Source: https://www.abarim-publications.com/Meaning/Peresh.html

🔼The name Peresh: Summary

Meaning
Emerging Belly Content
Etymology
From the noun פרש (peresh), fecal matter or exposed bowels.

🔼The name Peresh in the Bible

The name Peresh occurs only once in the Bible, namely in 1 Chronicles 7:16, where it is attached to the first born son of Machir and Maacah of Manasseh.

🔼Etymology of the name Peresh

The name Peresh is spelled the same as the root group פרש, and by the Medieval Masoretes pointed the same as the noun פרש (peresh), meaning dung or belly-content:

Excerpted from: Abarim Publications' Biblical Dictionary
פרס  פרש

The roots פרס (paras) and פרש (paras) most basically speak of a sudden bursting forth in a wide spray of elements of something that was previously well concealed.

Verb פרס (paras) means to break and divide in equal shares (of bread, for instance).

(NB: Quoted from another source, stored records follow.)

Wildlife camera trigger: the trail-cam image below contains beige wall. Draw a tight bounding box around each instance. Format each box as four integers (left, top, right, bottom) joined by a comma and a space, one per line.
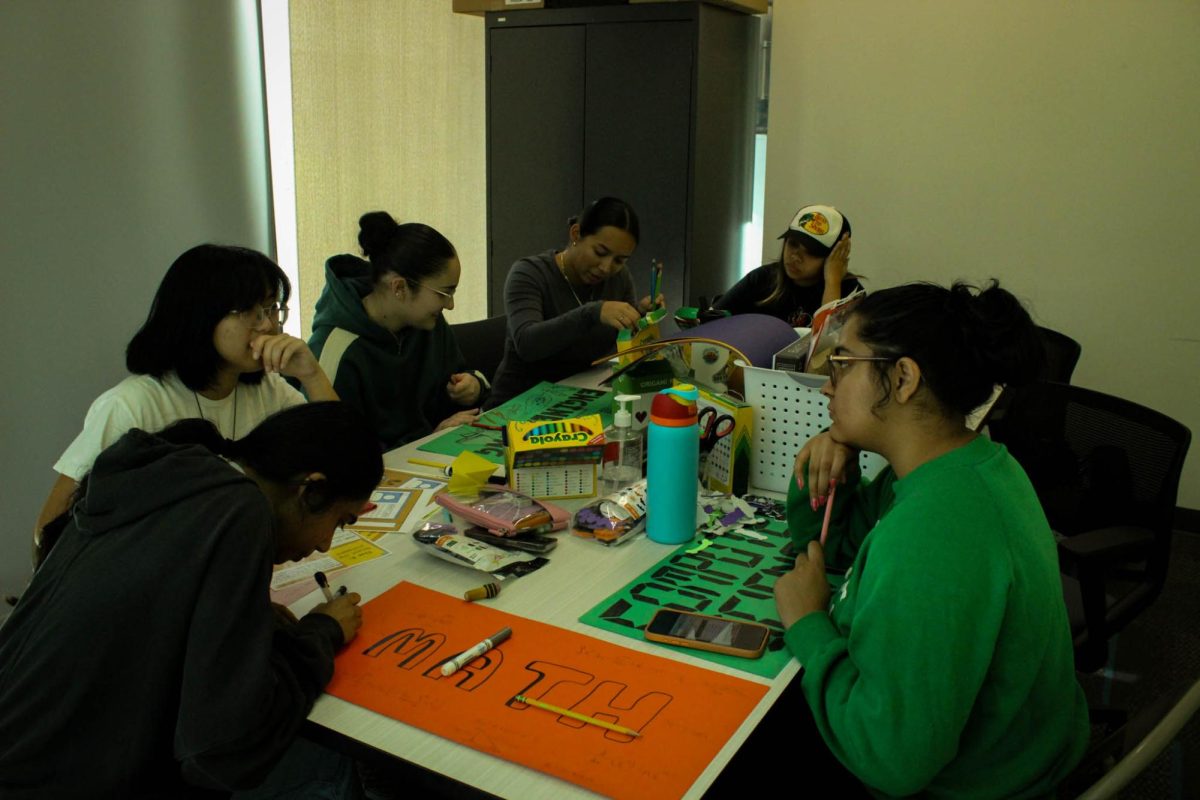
290, 0, 487, 336
763, 0, 1200, 509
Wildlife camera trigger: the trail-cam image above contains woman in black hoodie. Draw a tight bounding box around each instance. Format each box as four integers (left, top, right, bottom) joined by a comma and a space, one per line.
0, 403, 383, 798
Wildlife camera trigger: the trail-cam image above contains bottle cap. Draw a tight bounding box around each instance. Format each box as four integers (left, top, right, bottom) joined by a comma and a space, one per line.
650, 384, 700, 428
612, 395, 642, 428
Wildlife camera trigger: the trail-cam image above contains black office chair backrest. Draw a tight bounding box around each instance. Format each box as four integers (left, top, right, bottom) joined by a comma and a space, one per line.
450, 314, 509, 381
990, 381, 1192, 535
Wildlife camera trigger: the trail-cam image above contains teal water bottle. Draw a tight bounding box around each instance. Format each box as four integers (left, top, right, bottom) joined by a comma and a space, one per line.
646, 384, 700, 545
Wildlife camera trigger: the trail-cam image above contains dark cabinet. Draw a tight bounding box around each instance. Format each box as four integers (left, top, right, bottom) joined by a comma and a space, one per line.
486, 2, 757, 314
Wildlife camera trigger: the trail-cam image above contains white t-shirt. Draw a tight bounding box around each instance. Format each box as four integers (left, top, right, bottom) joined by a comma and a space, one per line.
54, 372, 305, 481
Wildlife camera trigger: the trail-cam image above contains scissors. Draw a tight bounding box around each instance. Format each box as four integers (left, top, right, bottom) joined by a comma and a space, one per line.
696, 405, 734, 453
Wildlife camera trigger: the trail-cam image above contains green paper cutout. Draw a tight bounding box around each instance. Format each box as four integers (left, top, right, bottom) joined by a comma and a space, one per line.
580, 521, 796, 678
418, 380, 612, 464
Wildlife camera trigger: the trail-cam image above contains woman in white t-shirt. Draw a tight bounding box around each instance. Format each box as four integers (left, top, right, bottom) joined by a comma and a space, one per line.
34, 245, 337, 564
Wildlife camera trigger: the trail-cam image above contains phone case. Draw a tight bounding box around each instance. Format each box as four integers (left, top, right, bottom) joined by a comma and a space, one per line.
437, 487, 571, 536
642, 608, 770, 658
463, 528, 558, 555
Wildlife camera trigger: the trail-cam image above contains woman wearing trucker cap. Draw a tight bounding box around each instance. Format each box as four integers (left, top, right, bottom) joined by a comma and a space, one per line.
713, 205, 862, 327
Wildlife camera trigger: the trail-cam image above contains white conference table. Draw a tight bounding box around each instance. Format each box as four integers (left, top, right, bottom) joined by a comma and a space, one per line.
292, 375, 799, 799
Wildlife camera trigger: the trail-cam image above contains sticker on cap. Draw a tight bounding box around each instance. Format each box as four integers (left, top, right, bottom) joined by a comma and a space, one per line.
796, 211, 829, 236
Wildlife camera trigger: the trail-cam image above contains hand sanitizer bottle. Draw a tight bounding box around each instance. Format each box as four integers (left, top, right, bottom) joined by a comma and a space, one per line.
600, 395, 642, 494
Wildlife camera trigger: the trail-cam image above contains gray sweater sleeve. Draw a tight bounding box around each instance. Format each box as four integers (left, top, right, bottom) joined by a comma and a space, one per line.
504, 257, 604, 361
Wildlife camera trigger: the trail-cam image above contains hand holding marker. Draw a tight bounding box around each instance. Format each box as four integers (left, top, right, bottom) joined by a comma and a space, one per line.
312, 571, 346, 603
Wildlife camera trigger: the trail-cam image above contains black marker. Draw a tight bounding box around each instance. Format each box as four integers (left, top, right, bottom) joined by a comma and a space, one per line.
312, 572, 334, 603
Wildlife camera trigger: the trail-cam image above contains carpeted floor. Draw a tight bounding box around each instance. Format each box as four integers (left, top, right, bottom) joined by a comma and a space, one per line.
1081, 533, 1200, 800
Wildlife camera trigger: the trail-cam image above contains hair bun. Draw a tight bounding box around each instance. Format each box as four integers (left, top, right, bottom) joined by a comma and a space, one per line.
359, 211, 400, 258
947, 279, 1043, 385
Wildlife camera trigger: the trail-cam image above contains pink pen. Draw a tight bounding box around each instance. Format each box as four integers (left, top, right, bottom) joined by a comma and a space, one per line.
821, 477, 838, 548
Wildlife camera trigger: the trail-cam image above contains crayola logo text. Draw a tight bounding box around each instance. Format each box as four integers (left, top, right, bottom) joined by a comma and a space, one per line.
526, 433, 588, 445
522, 422, 593, 445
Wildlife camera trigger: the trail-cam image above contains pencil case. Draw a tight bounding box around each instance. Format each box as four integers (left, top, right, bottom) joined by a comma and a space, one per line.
437, 487, 571, 536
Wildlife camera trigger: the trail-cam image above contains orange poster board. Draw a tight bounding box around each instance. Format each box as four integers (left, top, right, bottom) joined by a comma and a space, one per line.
326, 583, 767, 798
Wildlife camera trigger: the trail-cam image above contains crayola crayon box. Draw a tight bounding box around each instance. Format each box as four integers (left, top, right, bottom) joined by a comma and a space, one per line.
504, 414, 605, 500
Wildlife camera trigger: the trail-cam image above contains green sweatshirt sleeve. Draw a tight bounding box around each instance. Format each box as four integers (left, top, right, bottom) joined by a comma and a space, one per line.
785, 494, 1010, 795
787, 469, 893, 570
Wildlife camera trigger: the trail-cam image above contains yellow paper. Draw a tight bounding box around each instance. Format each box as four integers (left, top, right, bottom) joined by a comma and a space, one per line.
449, 451, 496, 497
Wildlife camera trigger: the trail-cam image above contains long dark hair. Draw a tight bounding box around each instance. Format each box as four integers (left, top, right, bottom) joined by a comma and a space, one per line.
125, 245, 292, 392
566, 197, 641, 245
359, 211, 458, 283
851, 279, 1044, 416
758, 211, 859, 311
34, 401, 383, 569
158, 401, 383, 512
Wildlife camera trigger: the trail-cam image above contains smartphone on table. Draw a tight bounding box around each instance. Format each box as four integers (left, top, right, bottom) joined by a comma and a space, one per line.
644, 608, 770, 658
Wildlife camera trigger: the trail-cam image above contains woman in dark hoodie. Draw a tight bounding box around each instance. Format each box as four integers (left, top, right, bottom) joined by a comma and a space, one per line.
0, 402, 383, 800
308, 211, 487, 450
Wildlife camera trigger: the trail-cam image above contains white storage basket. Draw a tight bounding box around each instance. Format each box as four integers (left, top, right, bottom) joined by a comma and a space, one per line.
743, 366, 887, 494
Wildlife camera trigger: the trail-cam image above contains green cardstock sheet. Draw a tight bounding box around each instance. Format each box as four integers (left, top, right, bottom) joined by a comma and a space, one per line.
418, 381, 612, 464
580, 521, 796, 678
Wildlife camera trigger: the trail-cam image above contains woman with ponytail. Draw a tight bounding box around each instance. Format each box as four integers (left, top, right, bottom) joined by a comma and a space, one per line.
0, 403, 383, 799
775, 282, 1088, 798
487, 197, 662, 408
308, 211, 487, 450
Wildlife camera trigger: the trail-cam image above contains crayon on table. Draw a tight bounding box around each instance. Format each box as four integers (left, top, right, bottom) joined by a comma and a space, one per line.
514, 694, 642, 738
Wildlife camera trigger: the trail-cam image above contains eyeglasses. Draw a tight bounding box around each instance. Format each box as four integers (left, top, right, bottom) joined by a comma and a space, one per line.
829, 355, 895, 389
404, 278, 454, 303
229, 302, 288, 327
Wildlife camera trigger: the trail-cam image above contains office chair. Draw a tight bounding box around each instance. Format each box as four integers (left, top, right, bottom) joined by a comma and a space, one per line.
989, 381, 1192, 672
1058, 680, 1200, 800
450, 314, 509, 383
970, 325, 1084, 431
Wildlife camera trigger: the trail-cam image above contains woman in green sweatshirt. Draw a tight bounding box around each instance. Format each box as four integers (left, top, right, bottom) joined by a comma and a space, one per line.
775, 282, 1088, 798
308, 211, 487, 450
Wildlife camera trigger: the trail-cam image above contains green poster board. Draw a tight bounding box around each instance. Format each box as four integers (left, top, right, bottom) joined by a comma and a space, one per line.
580, 521, 796, 678
418, 381, 612, 464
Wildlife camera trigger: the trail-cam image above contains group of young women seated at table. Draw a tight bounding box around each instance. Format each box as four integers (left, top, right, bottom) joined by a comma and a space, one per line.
0, 198, 1087, 796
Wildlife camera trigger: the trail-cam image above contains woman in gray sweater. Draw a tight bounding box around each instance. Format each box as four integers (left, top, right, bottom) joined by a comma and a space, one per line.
487, 197, 652, 408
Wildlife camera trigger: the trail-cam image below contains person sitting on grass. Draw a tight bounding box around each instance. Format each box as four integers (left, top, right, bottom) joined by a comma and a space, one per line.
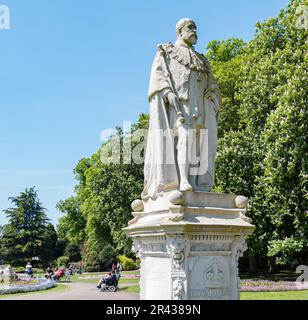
25, 261, 33, 278
45, 267, 54, 280
54, 268, 65, 281
96, 271, 118, 289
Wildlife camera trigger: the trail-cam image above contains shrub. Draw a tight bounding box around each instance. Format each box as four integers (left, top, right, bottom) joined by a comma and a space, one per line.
65, 243, 81, 262
119, 255, 137, 271
57, 256, 70, 268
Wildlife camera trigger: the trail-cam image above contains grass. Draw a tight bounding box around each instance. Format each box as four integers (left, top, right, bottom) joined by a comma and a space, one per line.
120, 286, 140, 293
0, 284, 70, 299
241, 290, 308, 300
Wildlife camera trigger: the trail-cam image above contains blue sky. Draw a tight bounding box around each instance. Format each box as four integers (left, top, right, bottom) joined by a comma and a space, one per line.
0, 0, 288, 224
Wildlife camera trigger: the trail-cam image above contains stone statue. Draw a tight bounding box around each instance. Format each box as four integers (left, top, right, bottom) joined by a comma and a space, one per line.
142, 18, 221, 199
123, 18, 254, 300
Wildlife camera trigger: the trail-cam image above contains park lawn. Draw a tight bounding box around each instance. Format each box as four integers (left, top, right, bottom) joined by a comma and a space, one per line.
120, 285, 140, 293
241, 290, 308, 300
0, 284, 70, 299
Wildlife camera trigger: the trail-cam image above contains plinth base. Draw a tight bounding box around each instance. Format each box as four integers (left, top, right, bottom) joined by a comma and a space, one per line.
124, 192, 254, 300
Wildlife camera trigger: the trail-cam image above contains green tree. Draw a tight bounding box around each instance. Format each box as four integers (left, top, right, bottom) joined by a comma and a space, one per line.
1, 188, 57, 265
210, 0, 308, 271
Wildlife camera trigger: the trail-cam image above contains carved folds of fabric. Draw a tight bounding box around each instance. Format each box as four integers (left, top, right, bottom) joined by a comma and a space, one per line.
163, 43, 210, 73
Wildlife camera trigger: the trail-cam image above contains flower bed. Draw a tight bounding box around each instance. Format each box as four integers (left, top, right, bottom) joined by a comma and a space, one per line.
241, 280, 308, 292
0, 278, 57, 295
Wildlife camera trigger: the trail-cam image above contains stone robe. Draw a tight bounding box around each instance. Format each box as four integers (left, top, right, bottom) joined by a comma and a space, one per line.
142, 43, 221, 199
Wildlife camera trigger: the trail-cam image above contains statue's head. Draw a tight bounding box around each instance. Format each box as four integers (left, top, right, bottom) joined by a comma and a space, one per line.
176, 18, 198, 46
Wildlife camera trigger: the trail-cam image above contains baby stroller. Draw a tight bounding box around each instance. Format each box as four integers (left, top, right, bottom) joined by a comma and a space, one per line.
101, 272, 121, 292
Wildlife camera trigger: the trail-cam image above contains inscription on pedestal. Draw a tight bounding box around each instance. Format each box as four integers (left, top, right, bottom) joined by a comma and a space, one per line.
189, 256, 230, 300
145, 257, 171, 300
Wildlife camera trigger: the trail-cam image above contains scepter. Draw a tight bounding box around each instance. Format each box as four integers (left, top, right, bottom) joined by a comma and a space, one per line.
157, 44, 185, 127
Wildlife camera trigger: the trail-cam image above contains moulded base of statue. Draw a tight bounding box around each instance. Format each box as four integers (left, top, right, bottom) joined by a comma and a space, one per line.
123, 191, 255, 300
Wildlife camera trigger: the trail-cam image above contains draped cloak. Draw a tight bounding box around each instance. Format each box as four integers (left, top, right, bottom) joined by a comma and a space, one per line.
142, 43, 221, 200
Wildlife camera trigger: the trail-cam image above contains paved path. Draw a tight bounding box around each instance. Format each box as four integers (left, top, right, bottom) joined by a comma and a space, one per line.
0, 282, 139, 301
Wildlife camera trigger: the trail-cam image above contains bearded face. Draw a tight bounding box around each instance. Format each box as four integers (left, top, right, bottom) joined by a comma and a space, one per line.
181, 22, 198, 46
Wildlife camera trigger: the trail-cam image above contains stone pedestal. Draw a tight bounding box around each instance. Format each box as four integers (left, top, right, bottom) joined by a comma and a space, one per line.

Noun פרס (peres) denotes a kind of unclean bird (perhaps a vulture, or perhaps a didactyl, i.e. a two-toed bird; an ostrich). Noun פרסה (parsa) means hoof (both cloven and solid ones) but may also refer to a whole animal as unit-of-the-herd (like our modern word "head"). Noun פרש (parash) means either horse or horseman as unit-of-the-army.

Verb פרש (paras) means to spread or spread out (of wings, hands, nets, and so on). Noun מפרש (mipras) refers to either a spreading out or a thing spread out.

Verb פרשׁ (parash) means to declare with precision, make wholly obvious or fully explain. Noun פרשה (parasha) refers to a precise statement. Noun פרש (peresh) means fecal matter or the exposed bowels of a sacrificial animal (and remember that to the ancients the emotional heart resided in the bowels).

Note that our modern word "science" shares a root with the word "schism," and literally describes the act of breaking and spreading out.

🔼Peresh meaning

For a meaning of the name Peresh, NOBSE Study Bible Name List reads Dung and Jones' Dictionary of Old Testament Proper Names proposes Excrement. BDB Theological Dictionary does not interpret our name but does confirm that it is identical to the noun פרש (peresh).

Note that our name doesn't specifically refer to fecal matter but rather more generally to Belly Content, and brings to mind the mass of slithering intestines that emerges when an animal is slaughtered and disemboweled.

Peresh's brother is named Sheresh, which appears to mean To Uproot, and these two names reflect the same archetypal duality as do the characters of Cain and Abel: the farmer and the shepherd. Our names Peresh and Sheresh reflect the first acts of the process of food preparation: the gutting of an animal and the uprooting of a plant.